This week the father of a recovering heroin addict told me he has addiction PTSD. I’ll call him Jesse and his daughter, Amy. After telling his and Amy’s story, Jesse mentioned his PTSD almost as an afterthought. PTSD is common for families coping with addiction, but new for Jesse. Like millions of other parents, Jesse didn’t think one of his children would fall prey to addiction, and did not know what to do. After several overdoses, how could he save an adult child no longer living at home who didn’t, at first, want help? Jesse was able to get Amy into detox, treatment, and sober living. Now she has a program and the support of her family and addiction doctors to help her stay in remission. Great family outcome.
But Jesse has PTSD
Jesse quickly learned that no one gets a parade of casseroles after having that final showdown and taking an adult child to detox. Jesse and his family rallied around Amy, but the comfort and pictures of what life would be like when recovery worked for them as a family were just not there. They didn’t know what recovery looks like. What we see in the media still, are the images of death and mayhem and criminal activities, and…failure. There is no national campaign to show what recovery looks like, no major efforts to educate family members on how to deal with young adults in recovery, and no major support for the recovery lifestyle. What does recovery look like? Where is the fun? Are you ever happy again? Does PTS ever fade?

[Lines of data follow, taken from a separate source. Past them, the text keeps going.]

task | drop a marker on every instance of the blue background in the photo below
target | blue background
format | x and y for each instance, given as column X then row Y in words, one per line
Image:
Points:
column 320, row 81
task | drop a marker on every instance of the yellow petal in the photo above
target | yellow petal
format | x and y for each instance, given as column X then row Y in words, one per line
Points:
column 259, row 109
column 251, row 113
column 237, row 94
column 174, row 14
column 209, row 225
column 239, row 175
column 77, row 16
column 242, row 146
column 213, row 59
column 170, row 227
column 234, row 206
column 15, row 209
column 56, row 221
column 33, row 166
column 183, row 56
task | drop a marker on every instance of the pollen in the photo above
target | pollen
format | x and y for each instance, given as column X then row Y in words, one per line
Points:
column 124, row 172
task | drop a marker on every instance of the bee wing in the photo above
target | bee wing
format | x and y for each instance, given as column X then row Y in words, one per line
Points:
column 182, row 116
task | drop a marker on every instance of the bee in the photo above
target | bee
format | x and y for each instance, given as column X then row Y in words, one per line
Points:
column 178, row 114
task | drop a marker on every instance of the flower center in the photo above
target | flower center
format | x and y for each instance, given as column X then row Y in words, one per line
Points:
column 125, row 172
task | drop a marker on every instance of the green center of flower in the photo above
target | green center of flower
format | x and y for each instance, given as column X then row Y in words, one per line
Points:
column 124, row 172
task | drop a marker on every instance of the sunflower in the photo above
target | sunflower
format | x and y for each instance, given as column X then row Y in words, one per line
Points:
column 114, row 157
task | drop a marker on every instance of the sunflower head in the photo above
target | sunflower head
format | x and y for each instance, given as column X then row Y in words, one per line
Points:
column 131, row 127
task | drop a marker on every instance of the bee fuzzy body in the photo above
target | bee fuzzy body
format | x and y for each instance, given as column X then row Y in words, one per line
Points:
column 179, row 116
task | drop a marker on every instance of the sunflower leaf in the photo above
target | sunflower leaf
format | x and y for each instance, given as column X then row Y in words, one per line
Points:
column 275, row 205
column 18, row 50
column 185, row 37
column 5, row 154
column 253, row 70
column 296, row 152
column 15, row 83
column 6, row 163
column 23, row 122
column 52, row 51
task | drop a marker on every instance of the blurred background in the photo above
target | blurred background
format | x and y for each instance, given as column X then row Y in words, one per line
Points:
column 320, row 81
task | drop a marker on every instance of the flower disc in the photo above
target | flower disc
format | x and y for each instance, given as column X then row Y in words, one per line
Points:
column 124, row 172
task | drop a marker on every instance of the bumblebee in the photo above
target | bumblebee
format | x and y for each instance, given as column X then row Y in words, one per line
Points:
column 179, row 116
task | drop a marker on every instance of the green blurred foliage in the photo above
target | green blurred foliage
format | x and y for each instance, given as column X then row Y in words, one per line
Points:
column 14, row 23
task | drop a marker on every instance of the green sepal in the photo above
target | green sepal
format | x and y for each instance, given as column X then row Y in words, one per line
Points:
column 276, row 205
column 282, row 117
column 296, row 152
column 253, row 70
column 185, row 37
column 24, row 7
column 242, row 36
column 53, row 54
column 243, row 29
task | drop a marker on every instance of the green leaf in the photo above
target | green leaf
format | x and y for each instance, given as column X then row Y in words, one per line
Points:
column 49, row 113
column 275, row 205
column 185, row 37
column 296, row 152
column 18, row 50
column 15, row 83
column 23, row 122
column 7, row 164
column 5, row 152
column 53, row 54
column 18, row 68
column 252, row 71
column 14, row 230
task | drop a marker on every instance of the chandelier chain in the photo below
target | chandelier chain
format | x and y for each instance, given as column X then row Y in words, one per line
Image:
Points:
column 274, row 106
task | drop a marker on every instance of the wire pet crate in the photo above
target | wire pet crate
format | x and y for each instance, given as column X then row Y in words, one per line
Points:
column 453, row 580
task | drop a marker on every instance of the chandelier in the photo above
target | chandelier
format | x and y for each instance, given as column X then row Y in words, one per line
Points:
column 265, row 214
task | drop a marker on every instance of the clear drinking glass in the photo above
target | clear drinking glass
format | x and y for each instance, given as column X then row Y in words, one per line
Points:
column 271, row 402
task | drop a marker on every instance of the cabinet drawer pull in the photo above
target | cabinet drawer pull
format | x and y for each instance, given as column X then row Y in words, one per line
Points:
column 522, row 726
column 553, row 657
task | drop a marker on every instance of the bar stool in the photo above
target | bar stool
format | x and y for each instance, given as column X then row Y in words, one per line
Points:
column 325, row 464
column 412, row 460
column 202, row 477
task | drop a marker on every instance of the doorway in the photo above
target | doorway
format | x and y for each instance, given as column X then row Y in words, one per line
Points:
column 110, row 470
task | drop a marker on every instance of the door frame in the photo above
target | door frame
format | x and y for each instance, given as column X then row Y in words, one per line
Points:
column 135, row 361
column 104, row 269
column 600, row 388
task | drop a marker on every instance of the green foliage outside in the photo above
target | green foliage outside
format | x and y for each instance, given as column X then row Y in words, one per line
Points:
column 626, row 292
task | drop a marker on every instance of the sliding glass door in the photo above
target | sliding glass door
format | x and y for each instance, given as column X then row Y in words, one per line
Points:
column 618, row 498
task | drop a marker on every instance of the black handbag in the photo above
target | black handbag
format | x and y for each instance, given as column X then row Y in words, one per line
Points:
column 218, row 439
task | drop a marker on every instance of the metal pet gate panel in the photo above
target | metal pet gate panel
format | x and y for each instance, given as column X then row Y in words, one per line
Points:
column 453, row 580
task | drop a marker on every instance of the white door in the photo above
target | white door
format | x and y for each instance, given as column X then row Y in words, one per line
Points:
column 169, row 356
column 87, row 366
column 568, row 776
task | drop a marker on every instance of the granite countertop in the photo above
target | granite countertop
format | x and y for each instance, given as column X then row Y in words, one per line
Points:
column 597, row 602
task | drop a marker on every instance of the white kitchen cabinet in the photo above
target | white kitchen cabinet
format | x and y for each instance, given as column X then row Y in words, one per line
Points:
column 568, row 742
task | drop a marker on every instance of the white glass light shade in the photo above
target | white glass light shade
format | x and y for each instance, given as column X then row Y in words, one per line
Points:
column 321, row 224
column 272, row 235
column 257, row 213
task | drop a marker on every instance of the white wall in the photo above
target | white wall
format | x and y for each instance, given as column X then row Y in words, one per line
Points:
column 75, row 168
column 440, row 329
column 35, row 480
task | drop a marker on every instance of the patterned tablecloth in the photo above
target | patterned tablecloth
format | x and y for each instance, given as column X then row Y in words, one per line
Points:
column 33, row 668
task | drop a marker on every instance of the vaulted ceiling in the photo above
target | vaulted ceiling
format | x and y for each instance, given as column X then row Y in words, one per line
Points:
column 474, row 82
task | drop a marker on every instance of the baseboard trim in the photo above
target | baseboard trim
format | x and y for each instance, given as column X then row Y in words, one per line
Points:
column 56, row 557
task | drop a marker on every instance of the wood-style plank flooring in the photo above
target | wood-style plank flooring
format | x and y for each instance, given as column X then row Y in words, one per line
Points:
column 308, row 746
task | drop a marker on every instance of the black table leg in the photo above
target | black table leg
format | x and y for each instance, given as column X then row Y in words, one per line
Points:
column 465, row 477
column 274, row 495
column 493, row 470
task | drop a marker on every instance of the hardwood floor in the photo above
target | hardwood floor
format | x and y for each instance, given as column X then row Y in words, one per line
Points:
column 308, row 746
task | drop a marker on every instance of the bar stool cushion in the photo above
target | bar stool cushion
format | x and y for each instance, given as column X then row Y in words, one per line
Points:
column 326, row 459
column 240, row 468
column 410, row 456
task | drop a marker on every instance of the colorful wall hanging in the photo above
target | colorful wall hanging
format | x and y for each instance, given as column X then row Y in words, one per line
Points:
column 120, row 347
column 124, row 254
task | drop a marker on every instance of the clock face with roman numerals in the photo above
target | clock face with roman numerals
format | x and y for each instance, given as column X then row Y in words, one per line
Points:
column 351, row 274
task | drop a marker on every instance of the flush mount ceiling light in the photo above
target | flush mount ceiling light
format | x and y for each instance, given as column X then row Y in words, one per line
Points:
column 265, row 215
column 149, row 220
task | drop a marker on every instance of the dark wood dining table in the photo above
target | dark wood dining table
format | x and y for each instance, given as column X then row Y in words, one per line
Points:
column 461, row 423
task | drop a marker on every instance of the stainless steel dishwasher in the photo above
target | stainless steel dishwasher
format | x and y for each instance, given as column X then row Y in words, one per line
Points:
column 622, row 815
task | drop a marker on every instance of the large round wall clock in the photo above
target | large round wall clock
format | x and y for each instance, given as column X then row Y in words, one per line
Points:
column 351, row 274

While addiction is inescapable in our society, recovery has not become a regular feature story in mainstream reporting. And it should be featured everywhere. Recovery is the solution to the addiction epidemic. Education and information that normalizes the recovery journey are needed as part of any funding for addiction. In a public forum two weeks ago, Jesse asked lawmakers what was being done for family members. He was met with silence.
Addiction PTSD Occurs In Family Members
Family members often suffer crippling anxiety, flashbacks, fear of telephone calls, lack of trust in a loved one, anger at a loved one, and other lasting emotional fallout from dealing with a loved one’s addiction. Addiction is an assault on emotional wellbeing that changes a parent, spouse, sibling and friends’ lives forever.
What people don’t know is that life and relationships for families in recovery are better than it was before addiction.
Recovery Brings Hope
Addiction is horrific, like cancer, but is worse than cancer in one major way. Addiction is the only disease in which the patient has to decide he wants the treatment needed to survive. For family members the fact that the patient is the one who makes the decisions, is the hardest thing to accept. Family members can’t save their loved ones all by themselves. But with education, and a national policy of support, parents can catch the signs and symptoms sooner and treat the disease faster.
Jesse’s story, and mine, and that of 23 million other Americans in recovery show there is good reason for hope. About that PTSD, the answer is yes. After a while when recovery has taken hold and is a lasting part of the entire family dynamic, the PTSD also goes into remission.